Why should a B2B manufacturer spend precious time and money into building its corporate brand?
Are there some common characteristics of successful B2B brands?
Is there a business case that can be made for putting money into branding?
Question 3: We’ve established the definition and the reasons why brand awareness is important. Let’s get to the core of the issue. How does a manufacturer go about understanding what his/her brand is…and what it could and should be?
The subtitle of your book is A Blueprint for B2B Brand and Culture Transformation. What does culture have to do with brand for B2B manufacturers?
Question 4: So…bottom line…is branding dead for B2B manufacturers? Should they be prioritizing the tactical marketing like social media, webinars, digital marketing, email marketing and putting branding lower on the priority scale?
So why don’t more manufacturers do the work of building their brand?
This week our challenge question comes from a CMO at a larger size manufacturer $2 billion annual revenue. Here it is: “I’ve introduced the idea of content marketing to our company where the product culture is extremely strong. Sales and Product rule the strategic decisions. I understand and the love the idea of using knowledge to gain awareness and even generate leads. But, I’m having a hard time selling the idea to the rest of the leadership team. I think the CEO will support me, but I get some eye rolls and snickers from the CFO and VP Sales. Do you have any tips or, even better, examples of how to overcome a strong product culture when content marketing is introduced?”

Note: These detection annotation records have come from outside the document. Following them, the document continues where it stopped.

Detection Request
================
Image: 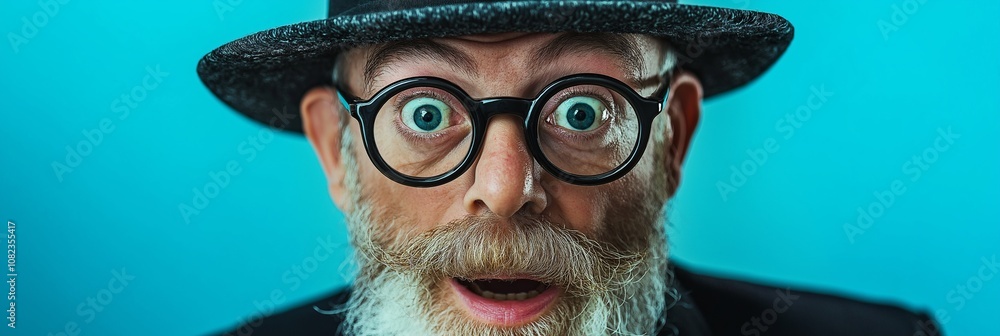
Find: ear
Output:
[299,87,350,211]
[665,71,703,197]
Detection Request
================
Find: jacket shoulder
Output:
[218,288,350,336]
[675,268,941,336]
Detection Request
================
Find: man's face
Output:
[303,33,697,334]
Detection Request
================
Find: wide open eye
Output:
[400,97,452,133]
[548,96,610,132]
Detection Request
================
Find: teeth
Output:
[469,281,548,301]
[473,288,540,301]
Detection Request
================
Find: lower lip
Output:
[449,279,559,326]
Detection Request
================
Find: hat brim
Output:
[198,1,794,133]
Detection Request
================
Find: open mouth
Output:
[455,278,549,301]
[449,278,560,326]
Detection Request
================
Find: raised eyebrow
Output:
[529,33,645,86]
[363,39,479,92]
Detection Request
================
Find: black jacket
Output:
[215,266,941,336]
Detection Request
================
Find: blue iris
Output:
[566,103,597,130]
[413,105,442,132]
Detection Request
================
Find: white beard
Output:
[334,202,672,336]
[326,132,677,336]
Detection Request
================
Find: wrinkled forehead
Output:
[338,32,666,92]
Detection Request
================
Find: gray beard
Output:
[334,203,672,335]
[337,135,677,336]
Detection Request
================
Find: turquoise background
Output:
[0,0,1000,335]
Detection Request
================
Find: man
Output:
[198,0,938,335]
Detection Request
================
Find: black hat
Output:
[198,0,793,132]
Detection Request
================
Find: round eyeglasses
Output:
[337,74,668,187]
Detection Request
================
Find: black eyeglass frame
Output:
[334,74,670,188]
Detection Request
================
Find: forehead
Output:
[346,33,665,92]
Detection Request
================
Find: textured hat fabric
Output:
[198,0,793,132]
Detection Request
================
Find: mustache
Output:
[365,214,648,296]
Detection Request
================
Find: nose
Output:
[463,115,547,218]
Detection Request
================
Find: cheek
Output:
[358,152,462,236]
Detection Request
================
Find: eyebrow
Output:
[364,39,479,92]
[363,33,643,92]
[529,33,643,84]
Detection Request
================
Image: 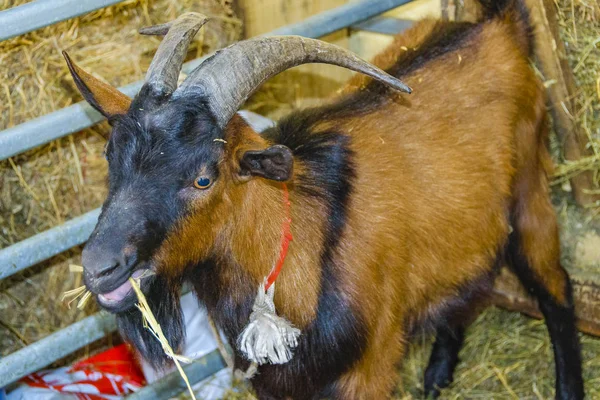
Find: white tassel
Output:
[238,282,300,365]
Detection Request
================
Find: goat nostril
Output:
[95,261,119,278]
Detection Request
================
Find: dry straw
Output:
[555,0,600,202]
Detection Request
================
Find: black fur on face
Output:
[84,89,223,342]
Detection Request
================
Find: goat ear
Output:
[240,144,294,182]
[63,51,131,118]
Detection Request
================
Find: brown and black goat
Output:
[68,0,583,399]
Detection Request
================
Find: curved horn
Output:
[176,36,411,128]
[139,12,208,97]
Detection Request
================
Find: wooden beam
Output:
[526,0,600,205]
[492,268,600,337]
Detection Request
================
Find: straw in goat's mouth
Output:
[61,264,154,310]
[129,277,196,400]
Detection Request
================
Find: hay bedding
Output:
[0,0,600,399]
[0,0,241,356]
[555,0,600,199]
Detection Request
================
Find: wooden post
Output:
[236,0,352,104]
[526,0,600,205]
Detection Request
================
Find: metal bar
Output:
[0,0,412,160]
[0,0,123,41]
[0,82,142,160]
[352,16,414,35]
[0,110,275,280]
[126,350,225,400]
[0,311,117,388]
[0,208,100,280]
[267,0,412,38]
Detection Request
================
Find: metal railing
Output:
[0,0,412,399]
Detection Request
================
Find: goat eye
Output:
[194,176,212,189]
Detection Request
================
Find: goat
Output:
[66,0,584,399]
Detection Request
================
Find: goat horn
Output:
[139,12,208,98]
[176,36,411,128]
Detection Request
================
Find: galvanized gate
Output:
[0,0,412,399]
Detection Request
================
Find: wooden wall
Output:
[235,0,440,118]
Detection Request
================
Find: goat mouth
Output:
[96,268,150,312]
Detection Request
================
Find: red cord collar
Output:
[265,183,293,292]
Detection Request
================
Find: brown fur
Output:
[150,15,566,399]
[70,3,570,399]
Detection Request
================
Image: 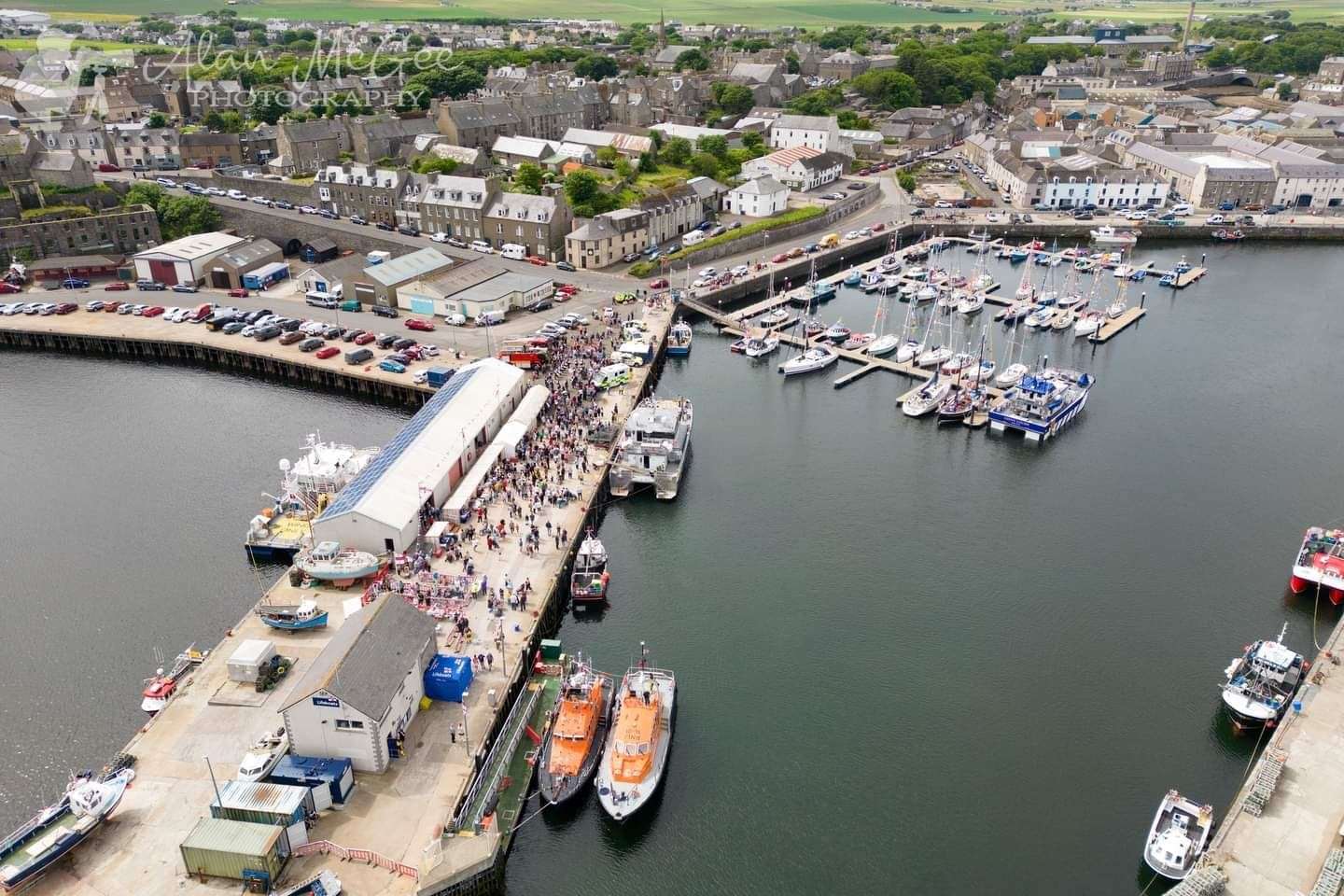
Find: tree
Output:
[688,152,719,177]
[672,47,709,71]
[565,171,602,205]
[513,161,541,196]
[659,137,691,168]
[849,68,919,110]
[574,54,621,80]
[709,80,755,116]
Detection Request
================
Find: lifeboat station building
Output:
[281,594,436,774]
[314,357,526,553]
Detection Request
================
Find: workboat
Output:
[864,333,901,357]
[901,376,952,416]
[570,529,611,605]
[238,725,289,780]
[1223,623,1309,730]
[244,432,378,560]
[1143,790,1213,880]
[596,642,676,820]
[0,768,135,893]
[294,541,383,581]
[257,599,327,631]
[140,643,210,715]
[1091,224,1139,245]
[668,321,694,357]
[537,654,614,805]
[779,341,840,376]
[1288,525,1344,605]
[989,370,1094,442]
[742,336,779,357]
[608,397,693,501]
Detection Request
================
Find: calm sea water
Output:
[0,245,1344,896]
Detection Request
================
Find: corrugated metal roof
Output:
[210,780,308,816]
[181,819,285,856]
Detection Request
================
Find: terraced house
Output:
[314,164,409,224]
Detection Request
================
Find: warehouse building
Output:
[134,231,247,287]
[314,357,526,553]
[281,593,436,773]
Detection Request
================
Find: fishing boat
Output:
[901,373,952,416]
[596,642,676,820]
[244,432,379,562]
[0,768,135,893]
[666,320,694,357]
[1223,623,1310,730]
[294,541,383,581]
[742,333,779,357]
[822,321,849,343]
[1143,790,1213,880]
[1090,224,1139,245]
[989,358,1094,442]
[606,395,693,501]
[238,725,289,780]
[257,599,327,631]
[537,654,616,806]
[1288,525,1344,605]
[570,529,611,606]
[779,341,840,376]
[140,643,210,716]
[957,293,986,317]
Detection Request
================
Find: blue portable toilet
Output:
[425,652,471,703]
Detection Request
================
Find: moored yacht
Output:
[596,642,676,820]
[608,397,693,501]
[1143,790,1213,880]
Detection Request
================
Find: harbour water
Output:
[0,245,1344,895]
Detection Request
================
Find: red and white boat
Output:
[1288,525,1344,605]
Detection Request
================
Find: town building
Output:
[723,175,789,217]
[134,231,247,287]
[280,596,435,774]
[312,354,526,553]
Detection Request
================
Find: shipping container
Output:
[180,819,289,887]
[266,753,355,811]
[227,638,275,682]
[425,652,471,703]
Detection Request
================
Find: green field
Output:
[25,0,1344,28]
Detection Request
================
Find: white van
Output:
[593,364,630,388]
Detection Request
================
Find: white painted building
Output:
[280,593,436,774]
[314,357,526,553]
[723,175,789,217]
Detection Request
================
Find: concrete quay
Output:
[21,299,682,896]
[1201,612,1344,896]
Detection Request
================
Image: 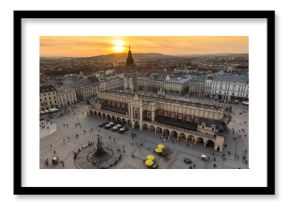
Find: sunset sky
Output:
[40,36,248,57]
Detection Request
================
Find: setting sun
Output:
[113,40,124,53]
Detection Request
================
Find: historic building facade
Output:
[211,74,249,100]
[88,91,229,151]
[98,76,124,91]
[40,85,58,111]
[162,75,191,95]
[56,86,77,107]
[189,74,206,97]
[124,46,138,92]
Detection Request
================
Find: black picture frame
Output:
[14,11,275,195]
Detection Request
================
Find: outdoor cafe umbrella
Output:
[157,144,165,149]
[145,159,154,167]
[146,155,155,161]
[155,148,163,153]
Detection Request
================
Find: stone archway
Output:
[142,123,148,130]
[134,122,140,129]
[196,137,204,145]
[149,125,155,132]
[187,135,195,144]
[171,131,178,139]
[205,140,214,148]
[178,133,186,142]
[162,129,170,137]
[156,127,162,133]
[127,120,132,126]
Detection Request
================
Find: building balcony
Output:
[101,105,128,115]
[155,116,197,131]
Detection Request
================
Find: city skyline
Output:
[40,36,248,57]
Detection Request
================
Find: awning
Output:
[157,144,165,149]
[146,155,155,161]
[145,159,154,167]
[155,148,163,153]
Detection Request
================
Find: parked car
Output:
[104,123,113,130]
[111,126,119,131]
[200,154,208,161]
[119,127,128,134]
[98,122,106,127]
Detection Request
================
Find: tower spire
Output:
[127,44,134,66]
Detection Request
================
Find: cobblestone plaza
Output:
[40,97,249,169]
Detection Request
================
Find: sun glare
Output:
[113,40,124,53]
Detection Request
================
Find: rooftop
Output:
[101,91,224,110]
[213,74,249,83]
[40,85,56,93]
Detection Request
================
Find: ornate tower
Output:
[127,45,134,66]
[124,45,137,92]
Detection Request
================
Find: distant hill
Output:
[40,53,182,62]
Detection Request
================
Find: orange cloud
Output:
[40,36,248,56]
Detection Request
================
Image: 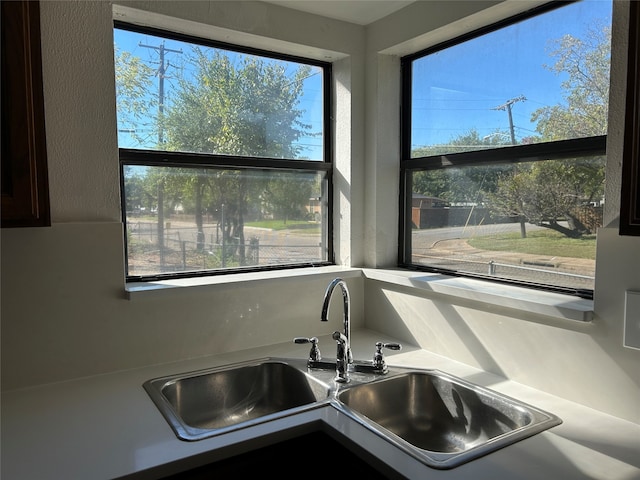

- Use customer information to support the hypothesis. Use the customer as the reason.
- Make the point that the competitors are not using content marketing and it is an opportunity.
- Tell leadership that you want to expose the vast knowledge contained in the experience of the employees.
- Put it in their world, ask them (leadership) to describe how they go through the buying process for a personal item, then ask them why the company is not meeting the customer in the same way.
- A brand is 80% behavior as compared to the logo, etc.
- There must be internal and external alignment around brand.